The 98th Annual Meeting of the AAVSO - Archive

The 98th Annual Meeting of the AAVSO
Crowne Plaza Hotel, Newton, Massachusetts
November 5-7, 2009

Meeting Highlights
Group Photo 1, Group Photo 2

From the Director:
Director's Report (pdf) - Dr. Arne A. Henden

Schedule:
Final meeting schedule (pdf)

Talks:
Scientific Paper Session Talks - pdf files of the talks are included if available
Advanced CCD Observing Techniques (pdf) - Dr. Arne A. Henden

Awards:
Merit Award, William Tyler Olcott Award, Special Recognition Awards


Keynote speaker Steve Howell and avid observer Patrick McDonald share their meeting memories.

A Personal View of the AAVSO Annual Meeting
Dr. Steve B. Howell
, NOAO, Tuscon, AZ

The AAVSO has always impressed me. When I was a young observer in Western Pennsylvania, the AAVSO, with its star charts, variable star literature, telescope making notes, and personal contact, was one of my favorite pastimes. Later, during college the AAVSO was again ready to help with more detailed information and suggestions as to variables in need of observation and what science was to be gained from the work. And during my professional career as an astronomer, the AAVSO has always been ready and willing to run campaigns and to put their members to work to gather observations highly related and critical to a Hubble or x-ray or large ground-based project.

At the 2009 annual meeting held recently in Newton, MA, the AAVSO once again surprised and impressed me. The meeting was a showroom of advanced thinking, technology, and project leadership in astronomical observing. The level of observational science being undertaken and the level of experience and instrumentation being employed was incredible. The base of information and detail the AAVSO has always been known for remains but the advances in use of technical equipment and astronomical procedures are present as well.

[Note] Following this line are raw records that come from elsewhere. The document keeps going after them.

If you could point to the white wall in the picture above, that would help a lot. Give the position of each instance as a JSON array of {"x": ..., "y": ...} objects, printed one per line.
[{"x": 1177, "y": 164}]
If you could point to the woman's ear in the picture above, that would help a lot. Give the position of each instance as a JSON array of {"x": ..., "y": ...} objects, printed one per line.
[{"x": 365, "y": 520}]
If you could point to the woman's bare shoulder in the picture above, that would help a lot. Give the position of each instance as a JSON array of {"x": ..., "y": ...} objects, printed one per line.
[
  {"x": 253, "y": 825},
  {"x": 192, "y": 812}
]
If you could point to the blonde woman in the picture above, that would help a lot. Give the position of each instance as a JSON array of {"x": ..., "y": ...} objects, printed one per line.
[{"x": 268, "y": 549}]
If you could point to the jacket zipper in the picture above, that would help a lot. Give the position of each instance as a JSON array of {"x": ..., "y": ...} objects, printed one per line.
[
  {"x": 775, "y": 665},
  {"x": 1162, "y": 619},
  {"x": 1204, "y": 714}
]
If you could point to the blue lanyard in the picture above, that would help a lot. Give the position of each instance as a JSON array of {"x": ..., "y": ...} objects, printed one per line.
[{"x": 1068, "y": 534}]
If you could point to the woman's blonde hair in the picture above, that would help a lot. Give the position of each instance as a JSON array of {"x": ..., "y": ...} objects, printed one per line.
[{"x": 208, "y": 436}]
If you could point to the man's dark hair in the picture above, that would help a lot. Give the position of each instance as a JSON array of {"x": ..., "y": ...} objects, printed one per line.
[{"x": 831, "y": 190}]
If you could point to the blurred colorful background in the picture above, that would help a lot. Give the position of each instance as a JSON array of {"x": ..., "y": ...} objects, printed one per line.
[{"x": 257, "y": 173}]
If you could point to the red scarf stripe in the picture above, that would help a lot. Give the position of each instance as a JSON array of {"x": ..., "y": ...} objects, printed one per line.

The organization is truly multifaceted, organized, and starting to provide enormous database information on a variety of large, astronomically precise and highly useful large observational programs.

The AAVSO meetings are always fun in terms of who you happen to talk to - members showing off their observatories and equipment, putting some professional equipment to shame, members telling of their "day job" but becoming highly effusive when they tell you of their night work, and members who work enthusiastically to inform and educate the public about astronomy. There is never a dull moment. This meeting also introduced me to the new AAVSO, the organization which has modernized itself, raised itself to a highly educated level, and moved into many new observational directions.

I have always had the greatest respect for the AAVSO and its members. They are the greatest observers I know and they have always been. Now they have earned my respect again in others ways. Director Arne Henden, long time friend and colleague, should be very proud of what he has accomplished with the organization, clearly the hard work and effort of many headquarters personnel and members alike. The AAVSO is a modern astronomical force which will remain an incredible resource for astronomical research but will also be a source of new and valuable unique research work provided by their own members to be placed alongside of the professionals. The boundary in these outdated terms is indeed fuzzier then ever. I look forward to many more years of continued work and collaboration with the AAVSO.


Meeting Impressions
Patrick McDonald (MDP)
, Toronto, Ontario, Canada

Just as there are lifetime religious pilgrimages, every variable star observer should make an effort to attend at least one AAVSO Annual Meeting. I finally got around to it after almost three decades.

I confess that it was the prospect of my receiving an Observer Award certificate that added that extra push. Plus of course getting to see headquarters and meeting the people I'd communicated with over so many years. I couldn't believe they still had some of my old report sheets on file. The excellent food didn't hurt either. My vanity, however, was soon humbled when I saw how far our Calling has advanced over the years. AAVSO members now routinely carry out work that even professionals in major observatories could not have achieved 20 years ago. The CCD chip has to a large extent eliminated the bias of the biological foibles of the human eye. We compass the passage of alien planets across their star's brilliant faces. Perhaps most of all, the robotic telescopes seem poised to tally large numbers of observations, almost unbelievable in quality as well as quantity. Thanks to the far-reaching arm of the internet much of these data can be analyzed by amateurs thousands of miles away from the actual observatories.

Although this is excellent news for the science of variable observing, it has a shadow side. It seemed to me that the period of the visual telescopic observer's major contribution is coming to an end as a result of all these innovations. Don't get me wrong. I was glad to have made such a contribution when I did; they were exciting days. But the sun is setting on them. Perhaps we will find a niche for such observations in these new times. I certainly hope so. It is to the younger members, and/ or those proficient in the new technologies, however, to continue the advances. I wish them well. As Captain Picard put it, "Let's see what's out there!"